We found that irrespective of the dietary and time conditions; NF-κB occupied a large number of binding sites in the promoter region of the rat liver genome. This putative genome-wide targeting remained even after stringent statistical thresholds to minimize the expected false positive rate. However, such an extensive occupancy, while detected at statistically significant levels, may not necessarily translate into genome-wide functional activity in regulating the target gene expression. Moreover, binding data is insufficient to differentiate between activation and inhibition of the targets. We considered this issue by filtering the p65 target sets based on differential gene regulation data. The expression based filtering reduced the number of targets considerably in the adapted state as well as post PHx and identified NF-κB binding targets that showed increase or decrease in expression. An intriguing interpretation of the observed extensive p65 binding was that NF-κB could not only act as an activator/repressor regulating transcription, but could possibly also serve as a ‘pioneer’ factor binding at a number of genomic loci or potentially interact with other known pioneer factors in liver such as FOXA1 or GATA. This can in turn contribute to nuclear re-organization and modify acute responses in the chronic adapted state. A similar scenario was discussed in an earlier work by Yang et al. where NF-κB induced gene expression by promoter specific activation of histone-modifying co-activators, leading to chromatin remodelling⁴⁶. We carried out extensive motif analysis and found that a majority (∼97%) of the NF-κB targets were likely under a combinatorial regulation by transcription factors like STAT-3, CREB, AP-1 and C/EBP, which are associated with inflammatory reactions following the acute phase response in liver.
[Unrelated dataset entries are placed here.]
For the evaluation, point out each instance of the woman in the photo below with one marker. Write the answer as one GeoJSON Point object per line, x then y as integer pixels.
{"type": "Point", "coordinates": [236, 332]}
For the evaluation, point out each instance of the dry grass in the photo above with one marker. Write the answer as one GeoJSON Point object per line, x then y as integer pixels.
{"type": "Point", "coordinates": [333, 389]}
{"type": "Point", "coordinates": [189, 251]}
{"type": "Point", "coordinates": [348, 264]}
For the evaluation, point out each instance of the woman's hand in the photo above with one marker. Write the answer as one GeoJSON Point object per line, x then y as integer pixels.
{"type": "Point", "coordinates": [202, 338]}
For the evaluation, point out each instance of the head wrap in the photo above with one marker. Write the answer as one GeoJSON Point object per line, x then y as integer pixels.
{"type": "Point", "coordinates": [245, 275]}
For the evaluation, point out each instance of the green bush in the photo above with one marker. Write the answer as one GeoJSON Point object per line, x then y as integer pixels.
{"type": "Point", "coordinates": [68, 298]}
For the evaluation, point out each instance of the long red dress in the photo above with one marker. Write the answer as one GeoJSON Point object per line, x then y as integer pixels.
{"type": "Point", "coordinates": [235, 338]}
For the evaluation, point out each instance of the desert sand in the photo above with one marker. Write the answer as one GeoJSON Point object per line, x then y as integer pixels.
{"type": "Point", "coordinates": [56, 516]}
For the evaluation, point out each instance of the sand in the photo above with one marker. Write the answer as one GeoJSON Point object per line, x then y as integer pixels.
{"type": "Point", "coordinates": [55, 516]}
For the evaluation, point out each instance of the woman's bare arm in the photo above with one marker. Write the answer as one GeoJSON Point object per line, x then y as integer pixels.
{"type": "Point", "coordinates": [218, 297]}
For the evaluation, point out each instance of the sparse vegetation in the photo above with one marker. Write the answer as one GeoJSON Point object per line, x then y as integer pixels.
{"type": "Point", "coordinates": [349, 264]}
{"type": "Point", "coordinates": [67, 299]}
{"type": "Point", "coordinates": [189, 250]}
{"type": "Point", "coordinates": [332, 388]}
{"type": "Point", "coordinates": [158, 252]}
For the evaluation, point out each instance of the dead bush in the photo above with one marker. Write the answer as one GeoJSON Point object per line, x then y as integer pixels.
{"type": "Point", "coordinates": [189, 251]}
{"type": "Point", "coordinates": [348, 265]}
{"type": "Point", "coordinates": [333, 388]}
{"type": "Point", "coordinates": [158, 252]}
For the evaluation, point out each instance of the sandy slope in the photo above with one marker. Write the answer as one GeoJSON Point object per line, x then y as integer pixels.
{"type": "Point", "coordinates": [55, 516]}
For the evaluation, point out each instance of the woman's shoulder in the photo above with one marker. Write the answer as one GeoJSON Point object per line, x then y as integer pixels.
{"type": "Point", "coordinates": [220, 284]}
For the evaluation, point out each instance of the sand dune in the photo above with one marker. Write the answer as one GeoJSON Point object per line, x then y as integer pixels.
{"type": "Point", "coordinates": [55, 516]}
Coordinated transcriptional regulation of NF-κB with these factors has been independently reported^80–82. Research conducted on other organ systems also showed coordinated behavior of these TFs in disease progression. Cell culture studies on Hodgkin's lymphoma (HL) identified binding motifs for the TFs AP-1, NF-κB, and STAT in HL-specific accessible chromatin demonstrating their role in HL biology⁹⁵. Our study, for the first time reports the co-occurrence of these transcription factors with NF-κB in liver suggesting their modular organization with NF-κB during liver regeneration.

Our findings demonstrated that the genome-wide localization of NF-κB was altered as a response to acute perturbations. We interpret the altered distribution in ethanol diet as contributing to the defective early gene regulatory network response, thereby influencing the acute response of tissue injury and interfering with regeneration outcome. Based on these findings, we propose that the baseline increase in NF-κB activity due to chronic ethanol intake limits further changes in promoter binding at key genes, and this may underlie the adverse affects of chronic ethanol treatment on the liver regeneration response. For example, Stat3 is a known downstream target of NF-κB during normal liver regeneration⁹⁶. Our results indicated that NF-κB binding at the Stat3 promoter was at higher levels in alcoholic livers, but the baseline target gene expression was similar across diets. This adaptive state may arise because of additional regulators negatively affecting Stat3 expression in alcoholic livers. An increase in Stat3 expression post PHx coupled with a lack of a concomitant increase in NF-κB binding activity at the Stat3 promoter indicated that Stat3 may not be under the control of NF-κB in the alcoholic liver. It will be interesting to study if and how the increased baseline NF-κB activity leads to loss of its control over key target genes in response to perturbations after chronic ethanol intake. Our results also point to the complexity of the response and diversity in which the consequences of increasing the NF-κB activity varied across target genes, and were dependent on the perturbation context with baseline changes acting distinctly from that in response to PHx.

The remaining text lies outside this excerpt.